A couple dozen people gathered outside the Consulate General Of Brazil in Toronto on Friday afternoon to call on the government to take action and help fight the Amazon fires.

The protesters gathered outside 77 Bloor Street, near Bay Street, holding signs that read “climate justice now,” “don’t burn our future” and “if you breath air, you should care.” Video footage from the scene showed the protesters chanting “occupy the government” and “liberate the Amazon.”

“The Amazon provides 20 per cent of the Earth’s oxygen. It is literally our lungs and as it burns we suffer,” said Rachel Finan, one of the organizers of the event. “Notre Dame was burning for three seconds before it was global news, the Amazon has been burning for three weeks and we want people to stand up, take notice and fight back.”

Protest, Amazon
Protestors gather outside the Brazil Embassy in Toronto to demand the government help fight the Amazon fires. (Tom Podolec/CTV News Toronto)

Brazil’s National Institute for Space Research said on Thursday that 75,336 fires have swept across Brazil’s forests over the last eight months.
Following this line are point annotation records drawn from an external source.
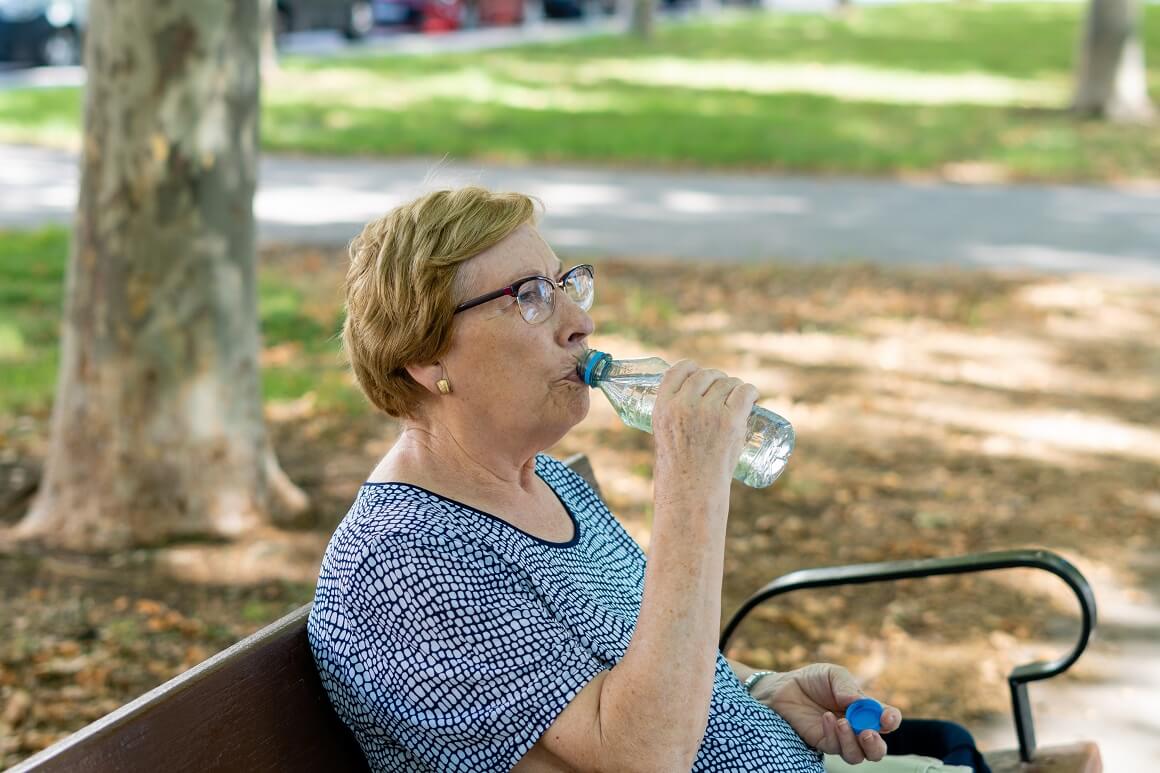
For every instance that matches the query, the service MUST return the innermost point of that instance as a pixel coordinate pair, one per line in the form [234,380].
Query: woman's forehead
[523,253]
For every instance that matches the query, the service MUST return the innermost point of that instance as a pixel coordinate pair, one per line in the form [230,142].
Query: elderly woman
[479,608]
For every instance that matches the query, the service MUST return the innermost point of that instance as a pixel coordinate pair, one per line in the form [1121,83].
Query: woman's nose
[574,323]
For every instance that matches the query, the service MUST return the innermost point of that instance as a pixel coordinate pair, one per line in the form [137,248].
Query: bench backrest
[256,706]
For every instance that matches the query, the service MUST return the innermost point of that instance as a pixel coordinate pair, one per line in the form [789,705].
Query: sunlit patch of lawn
[928,88]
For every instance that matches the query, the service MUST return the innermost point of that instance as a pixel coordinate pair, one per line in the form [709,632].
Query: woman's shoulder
[394,513]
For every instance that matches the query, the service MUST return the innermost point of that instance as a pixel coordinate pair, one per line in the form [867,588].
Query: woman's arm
[650,712]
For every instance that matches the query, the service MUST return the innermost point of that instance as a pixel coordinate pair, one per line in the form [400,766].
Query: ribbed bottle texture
[631,385]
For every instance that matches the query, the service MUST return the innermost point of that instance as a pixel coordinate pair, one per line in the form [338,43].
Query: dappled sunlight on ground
[937,412]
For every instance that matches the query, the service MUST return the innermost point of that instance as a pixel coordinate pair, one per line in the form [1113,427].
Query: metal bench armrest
[896,570]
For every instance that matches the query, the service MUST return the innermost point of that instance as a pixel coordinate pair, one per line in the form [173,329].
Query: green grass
[31,295]
[881,91]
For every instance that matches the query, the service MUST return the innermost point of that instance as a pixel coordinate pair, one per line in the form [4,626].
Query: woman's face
[514,381]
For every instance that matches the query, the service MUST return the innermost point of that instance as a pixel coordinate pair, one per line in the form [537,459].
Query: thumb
[845,687]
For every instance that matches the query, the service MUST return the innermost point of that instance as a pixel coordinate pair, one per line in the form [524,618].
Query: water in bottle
[631,385]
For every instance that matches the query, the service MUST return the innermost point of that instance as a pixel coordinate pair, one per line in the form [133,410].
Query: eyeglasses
[536,295]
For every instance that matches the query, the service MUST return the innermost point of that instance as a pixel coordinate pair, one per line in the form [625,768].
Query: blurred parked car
[577,8]
[43,31]
[352,17]
[439,15]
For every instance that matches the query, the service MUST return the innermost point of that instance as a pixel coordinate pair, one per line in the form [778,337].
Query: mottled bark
[1111,77]
[158,430]
[640,22]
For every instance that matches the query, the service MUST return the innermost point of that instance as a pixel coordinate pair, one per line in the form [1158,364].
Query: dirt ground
[937,413]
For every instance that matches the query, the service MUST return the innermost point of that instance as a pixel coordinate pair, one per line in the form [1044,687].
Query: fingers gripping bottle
[631,387]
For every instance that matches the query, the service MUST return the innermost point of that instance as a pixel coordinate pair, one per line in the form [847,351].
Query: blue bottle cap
[587,368]
[864,714]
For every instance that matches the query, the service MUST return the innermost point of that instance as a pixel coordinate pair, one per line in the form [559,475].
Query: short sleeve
[454,656]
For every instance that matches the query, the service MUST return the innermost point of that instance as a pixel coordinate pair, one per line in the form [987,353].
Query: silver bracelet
[754,678]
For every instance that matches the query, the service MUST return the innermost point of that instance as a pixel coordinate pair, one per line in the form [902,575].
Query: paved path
[736,217]
[719,217]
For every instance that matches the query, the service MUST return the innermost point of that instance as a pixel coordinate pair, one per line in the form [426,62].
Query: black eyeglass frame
[513,289]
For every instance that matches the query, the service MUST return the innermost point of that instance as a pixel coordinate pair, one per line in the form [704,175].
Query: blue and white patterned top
[449,640]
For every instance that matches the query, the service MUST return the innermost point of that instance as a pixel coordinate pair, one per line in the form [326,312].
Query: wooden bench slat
[260,706]
[256,706]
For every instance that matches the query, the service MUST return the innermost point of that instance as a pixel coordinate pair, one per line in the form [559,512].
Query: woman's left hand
[813,698]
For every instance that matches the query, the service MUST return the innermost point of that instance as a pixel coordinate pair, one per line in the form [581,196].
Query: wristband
[754,678]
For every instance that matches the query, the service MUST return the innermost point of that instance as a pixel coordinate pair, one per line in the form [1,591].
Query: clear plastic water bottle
[631,387]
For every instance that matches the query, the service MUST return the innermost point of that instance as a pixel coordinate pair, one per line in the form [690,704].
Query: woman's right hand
[698,424]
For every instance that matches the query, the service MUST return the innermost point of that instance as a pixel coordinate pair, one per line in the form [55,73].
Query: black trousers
[945,741]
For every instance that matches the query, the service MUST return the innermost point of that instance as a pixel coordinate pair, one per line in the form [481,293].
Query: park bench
[260,705]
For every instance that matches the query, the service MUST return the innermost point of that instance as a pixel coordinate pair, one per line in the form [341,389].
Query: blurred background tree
[1113,80]
[158,428]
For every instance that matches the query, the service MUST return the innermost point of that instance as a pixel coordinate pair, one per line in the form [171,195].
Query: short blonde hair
[401,286]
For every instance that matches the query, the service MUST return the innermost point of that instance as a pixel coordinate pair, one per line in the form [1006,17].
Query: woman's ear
[428,376]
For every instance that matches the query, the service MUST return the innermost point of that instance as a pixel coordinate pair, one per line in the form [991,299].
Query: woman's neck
[428,454]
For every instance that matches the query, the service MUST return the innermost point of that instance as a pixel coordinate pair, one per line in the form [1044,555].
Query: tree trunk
[1111,79]
[642,20]
[158,430]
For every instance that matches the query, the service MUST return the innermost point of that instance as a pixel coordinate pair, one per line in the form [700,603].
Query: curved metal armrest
[981,562]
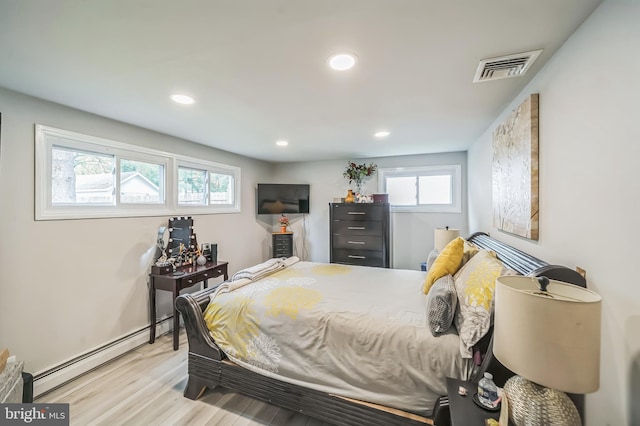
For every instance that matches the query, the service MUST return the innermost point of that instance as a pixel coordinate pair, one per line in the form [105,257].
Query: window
[80,176]
[423,189]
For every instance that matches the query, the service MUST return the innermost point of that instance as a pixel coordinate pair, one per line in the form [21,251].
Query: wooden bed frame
[209,367]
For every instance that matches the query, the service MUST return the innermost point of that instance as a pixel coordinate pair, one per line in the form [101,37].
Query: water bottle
[487,390]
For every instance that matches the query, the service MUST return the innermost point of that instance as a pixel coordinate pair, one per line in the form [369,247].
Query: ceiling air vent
[505,66]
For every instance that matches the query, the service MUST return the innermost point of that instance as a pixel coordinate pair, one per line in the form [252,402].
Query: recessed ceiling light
[182,99]
[342,61]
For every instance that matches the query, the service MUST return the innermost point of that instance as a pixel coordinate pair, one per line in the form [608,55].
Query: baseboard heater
[48,380]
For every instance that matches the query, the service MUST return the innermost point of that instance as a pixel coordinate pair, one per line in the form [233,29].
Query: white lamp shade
[443,236]
[554,340]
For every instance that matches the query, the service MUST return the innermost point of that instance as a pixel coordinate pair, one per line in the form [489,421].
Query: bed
[333,381]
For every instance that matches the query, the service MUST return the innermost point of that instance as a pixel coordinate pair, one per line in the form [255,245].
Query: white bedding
[353,331]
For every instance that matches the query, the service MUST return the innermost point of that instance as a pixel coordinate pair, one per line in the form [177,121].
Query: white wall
[69,286]
[589,188]
[412,233]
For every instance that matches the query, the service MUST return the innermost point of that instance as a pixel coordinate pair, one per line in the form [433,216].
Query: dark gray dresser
[359,234]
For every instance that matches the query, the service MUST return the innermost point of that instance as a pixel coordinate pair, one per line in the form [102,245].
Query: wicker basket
[535,405]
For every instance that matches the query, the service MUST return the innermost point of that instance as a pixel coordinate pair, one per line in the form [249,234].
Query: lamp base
[532,404]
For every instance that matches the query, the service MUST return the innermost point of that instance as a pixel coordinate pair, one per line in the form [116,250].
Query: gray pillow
[441,305]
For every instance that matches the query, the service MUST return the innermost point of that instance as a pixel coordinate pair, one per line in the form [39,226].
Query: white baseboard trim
[48,380]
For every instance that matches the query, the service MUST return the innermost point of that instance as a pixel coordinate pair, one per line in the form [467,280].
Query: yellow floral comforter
[352,331]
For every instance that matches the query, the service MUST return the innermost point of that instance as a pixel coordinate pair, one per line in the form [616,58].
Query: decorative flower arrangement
[283,220]
[358,172]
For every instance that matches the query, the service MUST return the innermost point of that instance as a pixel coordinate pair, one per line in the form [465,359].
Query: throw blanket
[352,331]
[263,269]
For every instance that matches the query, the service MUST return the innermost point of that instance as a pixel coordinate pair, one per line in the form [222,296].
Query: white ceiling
[257,68]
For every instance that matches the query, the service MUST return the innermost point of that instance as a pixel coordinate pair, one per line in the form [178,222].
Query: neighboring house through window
[81,176]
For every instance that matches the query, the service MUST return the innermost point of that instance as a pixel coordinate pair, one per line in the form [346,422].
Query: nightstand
[463,411]
[282,244]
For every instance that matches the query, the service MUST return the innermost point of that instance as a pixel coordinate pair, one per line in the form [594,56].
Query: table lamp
[548,333]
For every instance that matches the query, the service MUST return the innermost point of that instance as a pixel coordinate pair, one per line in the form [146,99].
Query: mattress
[353,331]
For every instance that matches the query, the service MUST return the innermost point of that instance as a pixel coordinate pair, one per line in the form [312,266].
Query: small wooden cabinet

According to the World Wide Fund for Nature in Brazil, the fires are “strongly associated with deforestation,” caused when land is cleared for crops and grazing. Finan told CTV News Toronto that many people are blaming Brazilian President Jair Bolsonaro for clearing the area for animal agriculture.

“The climate disaster we are already in is accelerating beyond any comprehension, so we are here to demand something is done about that.”

Fire consumes the jungle near Porto Velho, Brazil, Friday, Aug. 23, 2019. (AP Photo/Victor R. Caivano)

Natalie Kibet, who participated in the protest, said that they are also calling on the Canadian government to put pressure on Brazil at this weekend’s G7 summit.

“Our world is falling apart and the government system is doing absolutely nothing. This is not just Brazil’s problem. We have the resources, we have the manpower we need,” she said.

The protest was organized by activist group Extinction Rebellion Toronto.